A iHeartMedia relatou que a receita de áudio digital aumentou 13% e que os podcasts cresceram 28%, enquanto o rádio AM/FM tradicional caiu. A receita totalizou US$ 934 milhões, com o segmento digital atingindo US$ 324 milhões. Já a MediaCo viu sua receita digital subir de US$ 3,4 milhões para US$ 9,4 milhões e reduziu perdas de US$ 49,3 milhões para US$ 9,1 milhões em um ano. A Townsquare afirmou que mais da metade de sua receita em 2025 já vem do digital. Essas empresas movem o rádio para o eixo “digital-first”.

A proporção de gastos com publicidade local de rádio nos EUA que era digital (19% em 2022) está projetada para subir para 25,1% até final de 2025. Essa migração de verba mostra que os anunciantes não estão abandonando o rádio – estão exigindo que o rádio esteja no digital, no streaming, no podcast, no ecossistema online.

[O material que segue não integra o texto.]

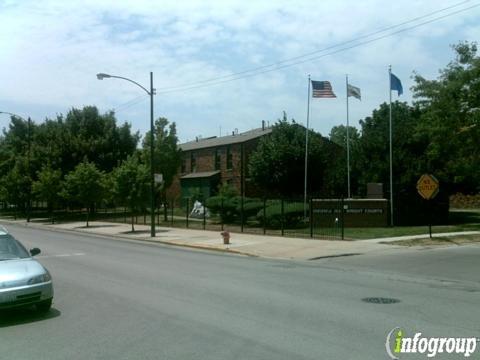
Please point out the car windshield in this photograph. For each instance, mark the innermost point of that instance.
(11, 248)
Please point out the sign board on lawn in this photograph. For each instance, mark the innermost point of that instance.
(427, 186)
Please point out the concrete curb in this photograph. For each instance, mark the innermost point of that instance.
(46, 227)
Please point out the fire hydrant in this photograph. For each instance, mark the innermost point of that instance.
(226, 237)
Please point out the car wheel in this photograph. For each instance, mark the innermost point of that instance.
(44, 306)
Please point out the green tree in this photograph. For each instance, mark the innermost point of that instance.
(277, 166)
(85, 185)
(450, 121)
(167, 154)
(16, 184)
(132, 185)
(48, 187)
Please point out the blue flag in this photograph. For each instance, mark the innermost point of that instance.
(396, 84)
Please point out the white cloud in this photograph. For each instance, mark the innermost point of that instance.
(50, 52)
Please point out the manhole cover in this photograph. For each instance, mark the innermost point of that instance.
(377, 300)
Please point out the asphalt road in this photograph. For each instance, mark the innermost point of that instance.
(124, 300)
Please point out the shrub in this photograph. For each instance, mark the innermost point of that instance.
(293, 215)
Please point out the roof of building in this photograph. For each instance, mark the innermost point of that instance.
(203, 174)
(225, 140)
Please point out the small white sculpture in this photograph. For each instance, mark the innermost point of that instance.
(198, 210)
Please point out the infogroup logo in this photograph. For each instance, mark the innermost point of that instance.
(397, 343)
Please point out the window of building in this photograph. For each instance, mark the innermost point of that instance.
(184, 165)
(229, 158)
(193, 162)
(217, 159)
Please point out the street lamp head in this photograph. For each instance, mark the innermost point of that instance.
(102, 76)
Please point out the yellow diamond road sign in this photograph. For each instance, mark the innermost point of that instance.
(427, 186)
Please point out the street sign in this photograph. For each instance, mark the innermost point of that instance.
(427, 186)
(158, 178)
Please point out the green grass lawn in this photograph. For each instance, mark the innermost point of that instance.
(459, 220)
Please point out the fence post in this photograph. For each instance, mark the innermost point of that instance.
(221, 213)
(241, 213)
(342, 217)
(165, 212)
(283, 218)
(188, 209)
(310, 217)
(204, 215)
(264, 215)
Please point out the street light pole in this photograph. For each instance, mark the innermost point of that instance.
(152, 172)
(102, 76)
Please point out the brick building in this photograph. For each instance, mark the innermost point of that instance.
(210, 162)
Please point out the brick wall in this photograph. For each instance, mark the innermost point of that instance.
(205, 161)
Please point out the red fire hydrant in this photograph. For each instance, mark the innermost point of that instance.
(226, 237)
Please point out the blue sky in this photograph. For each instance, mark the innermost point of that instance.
(50, 52)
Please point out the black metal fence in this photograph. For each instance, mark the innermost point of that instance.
(279, 217)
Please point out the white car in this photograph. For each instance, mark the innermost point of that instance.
(23, 280)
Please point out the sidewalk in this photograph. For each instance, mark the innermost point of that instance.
(246, 244)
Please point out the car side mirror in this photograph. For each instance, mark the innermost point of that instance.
(35, 251)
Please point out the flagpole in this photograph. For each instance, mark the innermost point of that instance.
(348, 142)
(306, 153)
(390, 133)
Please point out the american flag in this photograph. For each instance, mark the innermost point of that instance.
(322, 89)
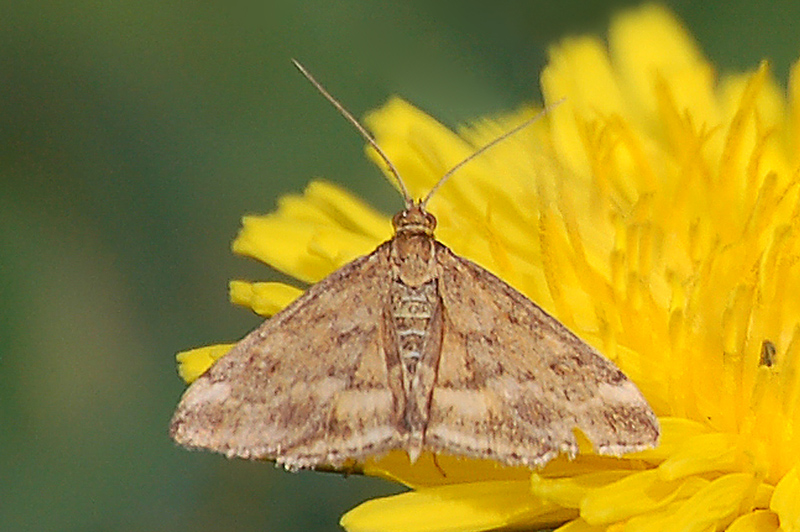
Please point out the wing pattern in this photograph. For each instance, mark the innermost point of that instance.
(513, 382)
(309, 386)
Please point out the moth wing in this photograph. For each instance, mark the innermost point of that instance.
(513, 382)
(310, 386)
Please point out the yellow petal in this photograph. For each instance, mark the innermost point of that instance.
(717, 502)
(579, 69)
(195, 362)
(456, 508)
(635, 494)
(348, 211)
(430, 470)
(570, 491)
(420, 148)
(265, 299)
(579, 525)
(785, 500)
(707, 452)
(648, 44)
(757, 521)
(282, 245)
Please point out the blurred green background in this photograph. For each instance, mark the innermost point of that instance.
(135, 135)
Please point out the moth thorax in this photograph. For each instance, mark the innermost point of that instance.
(414, 220)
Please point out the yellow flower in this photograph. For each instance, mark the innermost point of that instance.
(657, 214)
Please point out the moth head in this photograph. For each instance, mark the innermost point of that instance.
(414, 220)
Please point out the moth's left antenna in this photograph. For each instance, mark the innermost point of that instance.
(364, 133)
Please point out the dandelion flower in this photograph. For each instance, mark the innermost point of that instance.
(657, 214)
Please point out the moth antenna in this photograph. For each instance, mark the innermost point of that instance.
(485, 147)
(364, 133)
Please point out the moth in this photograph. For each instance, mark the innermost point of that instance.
(413, 348)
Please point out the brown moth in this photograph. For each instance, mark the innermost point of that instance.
(415, 348)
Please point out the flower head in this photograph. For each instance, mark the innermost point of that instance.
(657, 214)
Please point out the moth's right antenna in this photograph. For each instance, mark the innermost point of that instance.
(360, 128)
(485, 147)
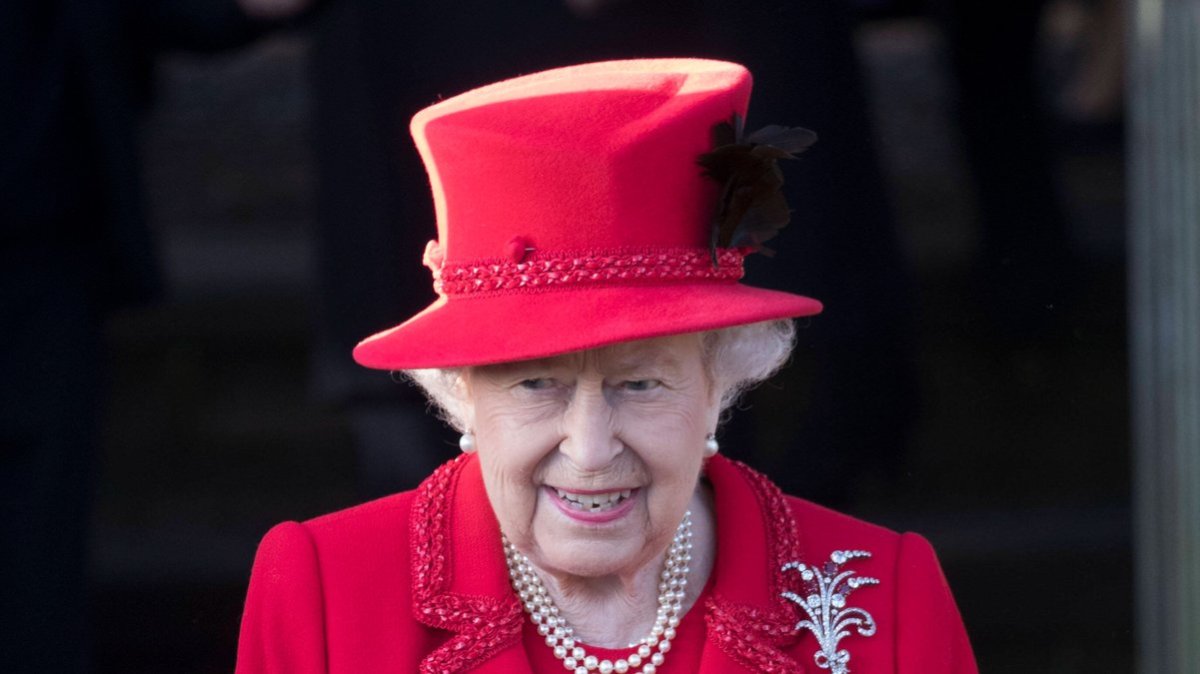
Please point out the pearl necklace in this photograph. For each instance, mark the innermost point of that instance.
(561, 637)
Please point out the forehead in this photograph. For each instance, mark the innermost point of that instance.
(676, 353)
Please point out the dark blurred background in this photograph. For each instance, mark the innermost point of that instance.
(973, 224)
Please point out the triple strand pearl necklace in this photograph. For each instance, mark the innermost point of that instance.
(561, 636)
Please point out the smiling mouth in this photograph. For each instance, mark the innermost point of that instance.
(593, 503)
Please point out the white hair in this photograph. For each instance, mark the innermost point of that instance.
(736, 360)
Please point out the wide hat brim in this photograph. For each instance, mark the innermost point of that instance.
(505, 328)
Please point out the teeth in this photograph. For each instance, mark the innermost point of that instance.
(594, 503)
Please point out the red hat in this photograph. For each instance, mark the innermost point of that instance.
(573, 214)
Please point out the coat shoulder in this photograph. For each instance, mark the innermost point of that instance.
(823, 530)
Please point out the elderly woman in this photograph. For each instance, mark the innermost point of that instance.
(589, 332)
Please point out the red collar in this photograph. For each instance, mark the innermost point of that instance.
(461, 584)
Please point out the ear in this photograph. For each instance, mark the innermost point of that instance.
(462, 393)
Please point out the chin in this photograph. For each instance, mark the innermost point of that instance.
(592, 558)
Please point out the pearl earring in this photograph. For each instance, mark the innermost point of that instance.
(467, 443)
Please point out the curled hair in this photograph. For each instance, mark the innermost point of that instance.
(736, 359)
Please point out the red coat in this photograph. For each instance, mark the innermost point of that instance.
(417, 582)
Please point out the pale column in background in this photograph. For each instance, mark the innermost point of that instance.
(1164, 276)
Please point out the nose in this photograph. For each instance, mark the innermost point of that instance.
(589, 438)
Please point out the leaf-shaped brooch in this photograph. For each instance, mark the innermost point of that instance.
(826, 590)
(751, 208)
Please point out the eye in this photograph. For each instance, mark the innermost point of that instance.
(641, 384)
(538, 384)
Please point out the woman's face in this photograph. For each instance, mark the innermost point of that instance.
(591, 458)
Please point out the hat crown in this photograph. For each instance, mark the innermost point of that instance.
(594, 157)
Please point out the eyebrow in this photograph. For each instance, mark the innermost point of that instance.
(640, 359)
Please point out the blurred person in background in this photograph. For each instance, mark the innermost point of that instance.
(77, 77)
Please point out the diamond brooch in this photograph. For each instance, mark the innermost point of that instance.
(826, 590)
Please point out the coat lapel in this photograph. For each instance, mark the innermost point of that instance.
(749, 624)
(457, 585)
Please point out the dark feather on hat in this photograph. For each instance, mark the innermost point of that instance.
(751, 208)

A receita digital permite modelos mais flexíveis: streaming ao vivo da emissora, inserções de anúncios no player, banners em apps, podcasts próprios, branded content, redes sociais monetizadas e até compra programática de mídia fora do inventário da estação. Emissoras menores, comuns no Brasil, geralmente trabalham com streaming simples + site + post patrocinado; os grandes grupos já oferecem pacotes 360°, com rádio, digital, social, CTV, programática.

Para quem produz rádio, a consequência é dupla: precisa manter a excelência da transmissão tradicional (porque o alcance ao vivo importa) e ao mesmo tempo investir em formatos digitais – podcast, streaming, app – com monetização e venda de inventário digital. Quem ignorar o digital “complementar” corre risco de ver a base de anunciantes migrar para canais que entregam dados, interação, segmentação.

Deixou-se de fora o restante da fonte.